39 Уитака – богиня плодородия, в том числе – женского здоровья. Является покровительницей чувственных утех и всяких безумий на этой почве. Ну, и заодно подбивает людей на всякие гадости, как то нарушение законов Бочика.
40 Использовать в одежде перья колибри разрешалось только правителям и верхушке духовенства.
41 Чибчачум – бог грома и дождя, антагонист Бочика. Устроил потоп на земле муисков (и здесь потопталась легенда о Всемирном Потопе), за то, что люди нарушили законы Бочика. Но добрый Бочика появился верхом на радуге, рассек землю, устроив водопад, и всех спас. Чибчачум – покровитель простого народа и ремесленников.
42 У муисков высокие должности наследовал не сын, а племянник, старший сын старшей сестры. У жрецов и вариантов других не было. Жрецы проходили многолетнее посвящение, навсегда лишаясь земных удовольствий, вроде женской ласки, мясной пищи, приправ и даже соли. Пост, самоистязание и галлюциногены – вот и все радости жречества. Зато на полях работать не надо.
43 Возраст сексуального согласия в Колумбии, как в большинстве латиноамериканских стран, составляет 14 лет.
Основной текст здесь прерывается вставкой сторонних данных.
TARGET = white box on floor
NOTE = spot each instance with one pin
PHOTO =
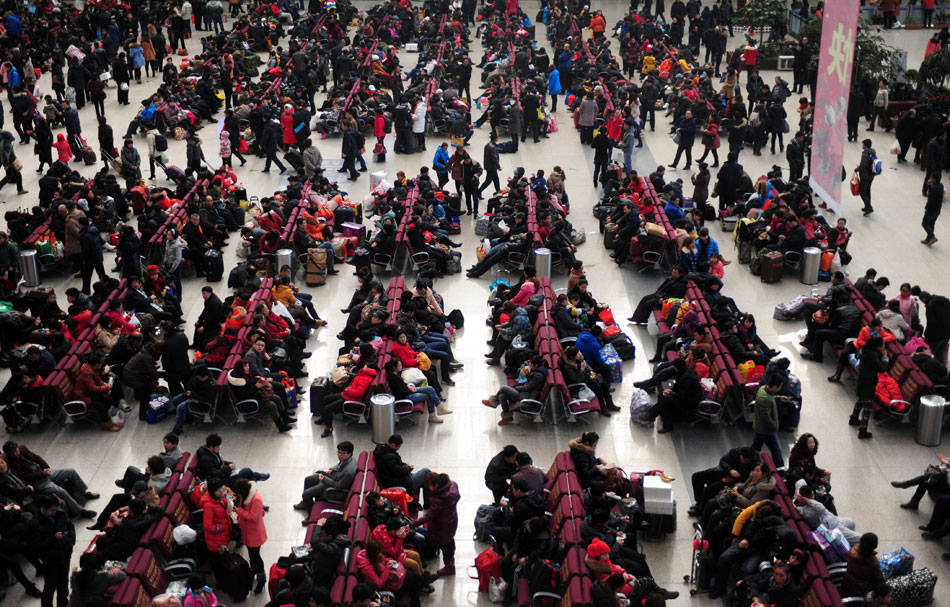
(659, 507)
(654, 489)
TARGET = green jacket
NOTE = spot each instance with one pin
(765, 417)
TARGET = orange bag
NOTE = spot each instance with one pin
(398, 497)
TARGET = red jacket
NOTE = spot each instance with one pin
(360, 384)
(216, 523)
(405, 354)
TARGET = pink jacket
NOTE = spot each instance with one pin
(251, 521)
(524, 294)
(206, 600)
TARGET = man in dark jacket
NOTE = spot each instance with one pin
(874, 360)
(53, 539)
(209, 321)
(529, 389)
(937, 331)
(270, 137)
(865, 172)
(795, 155)
(733, 467)
(499, 470)
(934, 191)
(90, 243)
(687, 134)
(682, 398)
(350, 151)
(491, 163)
(674, 286)
(391, 471)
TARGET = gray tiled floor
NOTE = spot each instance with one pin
(462, 446)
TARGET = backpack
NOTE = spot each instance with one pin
(485, 522)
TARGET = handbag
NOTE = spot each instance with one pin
(339, 375)
(497, 589)
(397, 575)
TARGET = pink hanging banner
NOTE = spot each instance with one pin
(838, 35)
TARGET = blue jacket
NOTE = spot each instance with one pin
(440, 162)
(137, 56)
(589, 347)
(673, 212)
(554, 82)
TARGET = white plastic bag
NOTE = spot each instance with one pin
(497, 589)
(184, 535)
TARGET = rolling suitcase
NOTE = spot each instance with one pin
(214, 265)
(88, 155)
(294, 159)
(316, 272)
(772, 266)
(232, 574)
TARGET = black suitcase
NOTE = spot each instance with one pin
(294, 159)
(318, 390)
(342, 214)
(214, 265)
(772, 266)
(232, 574)
(624, 347)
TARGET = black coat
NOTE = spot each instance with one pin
(390, 469)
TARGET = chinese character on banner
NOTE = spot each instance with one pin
(838, 35)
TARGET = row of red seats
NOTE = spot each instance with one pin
(354, 508)
(817, 590)
(61, 379)
(152, 567)
(913, 382)
(723, 369)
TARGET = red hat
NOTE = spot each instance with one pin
(598, 548)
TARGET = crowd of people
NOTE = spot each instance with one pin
(256, 72)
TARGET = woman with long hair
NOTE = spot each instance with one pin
(441, 518)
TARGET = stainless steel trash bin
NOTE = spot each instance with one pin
(930, 420)
(30, 267)
(285, 257)
(383, 414)
(811, 256)
(542, 263)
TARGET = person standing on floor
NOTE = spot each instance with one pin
(53, 538)
(765, 420)
(250, 515)
(687, 135)
(865, 172)
(491, 162)
(90, 245)
(874, 360)
(935, 193)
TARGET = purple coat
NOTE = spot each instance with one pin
(441, 519)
В Великобритании – 16.
44 Наверняка большинство знает, что арахис по типу плода совсем не орех, а боб. Этим современного читателя не удивишь. А знаете ли вы, что до 90 % всего производимого в мире арахиса является генно-модифицированным? В структуру ДНК культурного арахиса внедрен ген петунии. По одним версиям, для повышения питательной ценности арахиса. По другим – для повышения иммунитета к насекомым-вредителям.
45 Beating, bulling, buggery – «Порка, буллинг, содомия». С семи лет детишек высшего общества отдают в однополые интернаты подготовительных школ, с 13 лет – в школы и колледжи, вроде Итона и Хэрроу. Лишь в конце 70-х годов в элитных школах стали постепенно отходить от этих принципов 3В. Буллинг в виде «наставничества»(=дедовщины) процветал во всех учреждениях. Таким образом детям прививалось подчинение старшим, железная дисциплина, умение сдерживать свои эмоции. За рев, слезы или просто задрожавшую губу можно было огрести от старших не по-детски. Физические наказания в частных школах Великобритании запретили только с 1998 года. К гомосексуальным контактам в однополых школах отношение различалось в зависимости от времени, моды и руководства от терпимых до поощряемых. Сексуальное принуждение в абсолютном большинстве случаев порицалось, особенно со стороны старших по отношению к младшим. Но тут как проверишь, по принуждению или нет, если везде круговая порука? Бромансов и более тесных добровольных отношений между мальчиками-ровесниками хватало. По некоторым инсайдерским источникам, и по сей день хватает.